Un étudiant nommé Esteban Godofredo est soigné pour une blessure à la jambe
Un étudiant nommé Esteban Godofredo est soigné pour une blessure à la jambe. Photo: Don Collins / Le gardien

Des vidéos vues par le Guardian montraient des étudiants confus et effrayés blottis devant leurs couloirs, certains encore en pyjama, alors que la police anti-émeute criait des ordres et des insultes. Les jeunes ont été forcés de se tenir debout contre le mur ou de s’agenouiller en rangées.

« Ils ont pointé leurs armes sur nous et ont crié : « Sortez ». Nous n’avons pas eu le temps d’obtenir nos papiers d’identité », a déclaré Jenny Fuentes, 20 ans, une élève enseignante.

« Ils nous ont forcés à nous agenouiller.
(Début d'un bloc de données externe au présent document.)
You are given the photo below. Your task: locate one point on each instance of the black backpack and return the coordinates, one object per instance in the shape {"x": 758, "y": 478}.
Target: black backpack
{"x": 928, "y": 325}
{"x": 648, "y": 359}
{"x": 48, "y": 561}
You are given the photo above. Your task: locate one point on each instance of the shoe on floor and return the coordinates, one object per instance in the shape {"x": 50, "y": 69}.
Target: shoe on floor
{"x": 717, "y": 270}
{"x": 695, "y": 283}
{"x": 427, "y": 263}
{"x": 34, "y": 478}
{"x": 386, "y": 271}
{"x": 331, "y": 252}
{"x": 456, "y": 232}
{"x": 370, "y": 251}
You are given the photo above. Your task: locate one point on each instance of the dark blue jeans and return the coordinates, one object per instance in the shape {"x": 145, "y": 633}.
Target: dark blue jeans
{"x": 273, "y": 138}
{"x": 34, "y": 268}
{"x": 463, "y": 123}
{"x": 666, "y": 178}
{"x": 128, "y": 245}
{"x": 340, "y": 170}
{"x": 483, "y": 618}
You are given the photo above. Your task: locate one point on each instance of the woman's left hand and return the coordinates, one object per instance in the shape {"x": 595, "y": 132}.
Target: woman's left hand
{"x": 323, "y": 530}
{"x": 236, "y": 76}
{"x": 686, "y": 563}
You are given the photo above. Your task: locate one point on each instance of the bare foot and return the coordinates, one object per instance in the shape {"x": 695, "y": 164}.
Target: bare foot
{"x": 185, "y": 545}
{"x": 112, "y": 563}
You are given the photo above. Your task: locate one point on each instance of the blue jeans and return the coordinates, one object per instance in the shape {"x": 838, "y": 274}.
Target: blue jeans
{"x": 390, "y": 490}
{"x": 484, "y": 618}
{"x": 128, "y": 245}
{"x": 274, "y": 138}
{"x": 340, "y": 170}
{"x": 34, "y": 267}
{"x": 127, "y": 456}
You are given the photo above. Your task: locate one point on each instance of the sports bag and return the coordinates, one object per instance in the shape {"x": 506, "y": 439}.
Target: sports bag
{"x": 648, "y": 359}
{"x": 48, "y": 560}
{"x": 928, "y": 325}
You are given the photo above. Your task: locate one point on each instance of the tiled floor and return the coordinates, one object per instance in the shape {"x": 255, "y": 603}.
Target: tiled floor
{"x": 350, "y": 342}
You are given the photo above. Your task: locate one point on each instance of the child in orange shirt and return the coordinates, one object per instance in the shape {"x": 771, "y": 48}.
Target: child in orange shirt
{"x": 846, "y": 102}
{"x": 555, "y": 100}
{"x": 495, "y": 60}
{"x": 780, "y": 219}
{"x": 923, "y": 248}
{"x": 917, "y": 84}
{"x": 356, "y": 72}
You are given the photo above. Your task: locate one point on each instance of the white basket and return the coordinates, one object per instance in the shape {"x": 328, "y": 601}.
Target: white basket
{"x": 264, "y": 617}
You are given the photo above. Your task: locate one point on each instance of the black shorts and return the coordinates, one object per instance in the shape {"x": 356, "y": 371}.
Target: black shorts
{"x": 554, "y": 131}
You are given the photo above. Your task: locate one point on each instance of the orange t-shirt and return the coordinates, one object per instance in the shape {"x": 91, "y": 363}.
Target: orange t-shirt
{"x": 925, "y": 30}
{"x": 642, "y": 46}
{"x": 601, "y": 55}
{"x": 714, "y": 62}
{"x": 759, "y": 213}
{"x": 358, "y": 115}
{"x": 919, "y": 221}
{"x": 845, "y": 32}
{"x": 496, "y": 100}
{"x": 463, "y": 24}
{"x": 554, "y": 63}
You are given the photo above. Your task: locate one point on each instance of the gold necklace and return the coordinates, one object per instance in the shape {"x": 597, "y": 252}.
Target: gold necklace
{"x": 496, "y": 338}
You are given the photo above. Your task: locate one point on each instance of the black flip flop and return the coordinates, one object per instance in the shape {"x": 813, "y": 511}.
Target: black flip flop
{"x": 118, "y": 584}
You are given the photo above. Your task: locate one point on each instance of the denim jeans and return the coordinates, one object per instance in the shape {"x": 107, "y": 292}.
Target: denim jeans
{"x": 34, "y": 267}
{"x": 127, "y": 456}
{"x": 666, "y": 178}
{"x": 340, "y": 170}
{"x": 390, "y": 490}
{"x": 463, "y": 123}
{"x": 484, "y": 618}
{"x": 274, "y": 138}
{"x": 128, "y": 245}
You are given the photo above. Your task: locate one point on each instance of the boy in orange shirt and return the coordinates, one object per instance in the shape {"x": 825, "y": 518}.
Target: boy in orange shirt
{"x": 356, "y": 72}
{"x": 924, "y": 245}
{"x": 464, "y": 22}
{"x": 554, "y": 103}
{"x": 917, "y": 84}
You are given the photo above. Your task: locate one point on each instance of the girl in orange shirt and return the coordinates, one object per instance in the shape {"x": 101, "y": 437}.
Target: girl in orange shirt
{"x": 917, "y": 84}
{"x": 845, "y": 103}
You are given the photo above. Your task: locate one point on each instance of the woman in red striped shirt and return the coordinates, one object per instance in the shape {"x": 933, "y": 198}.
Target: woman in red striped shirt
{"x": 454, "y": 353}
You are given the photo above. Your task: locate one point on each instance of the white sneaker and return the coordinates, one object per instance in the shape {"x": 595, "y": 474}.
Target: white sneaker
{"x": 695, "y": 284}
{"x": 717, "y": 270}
Beaucoup de filles pleuraient mais elles nous ont dit de nous taire. Ils ne nous ont pas dit pourquoi nous avons été expulsés de nos chambres.

Un groupe d’environ 90 étudiants, qui séjournaient sur le campus pour travailler et étudier pendant les vacances d’été, ont ensuite été conduits dans la cour principale, à 10 minutes à pied, où d’autres ont été détenus.

Quelques heures après le raid, ils n’ont pas été autorisés à retourner dans leurs chambres, qui ont été fouillées par la police.

La police péruvienne a déclaré qu'ils appartenaient à des manifestants détenus sur le campus de l'Université San Marcos à Lima.
La police péruvienne a déclaré que les objets appartenaient à des manifestants détenus qui séjournaient dans l’enceinte. Photo: Don Collins / Le gardien

« J’étais étudiant à San Marcos [University] Nous n’avons pas connu ce genre d’indignation depuis les années 1980 », a déclaré une membre du Congrès, Suzelle Paredes, alors qu’elle était empêchée d’entrer dans l’enceinte par un cordon de police.

« La police a pénétré dans la résidence universitaire, dans les chambres d’étudiantes qui n’ont aucun lien avec les manifestants. Ils les ont menacés pendant qu’ils dormaient et les ont fait sortir de leurs chambres.

Paredes a déclaré qu’il s’agissait d’un retour en arrière des raids réguliers de la police et des forces armées à l’université publique dans les années 1980 et 1990, lorsque le campus était considéré comme un terrain d’assujettissement pendant le conflit de l’État avec les rebelles du Sentier lumineux inspirés par Mao.

« Nous ne sommes pas à ce moment-là, nous sommes sous un gouvernement démocratique qui respecte les droits fondamentaux », a déclaré Paredes.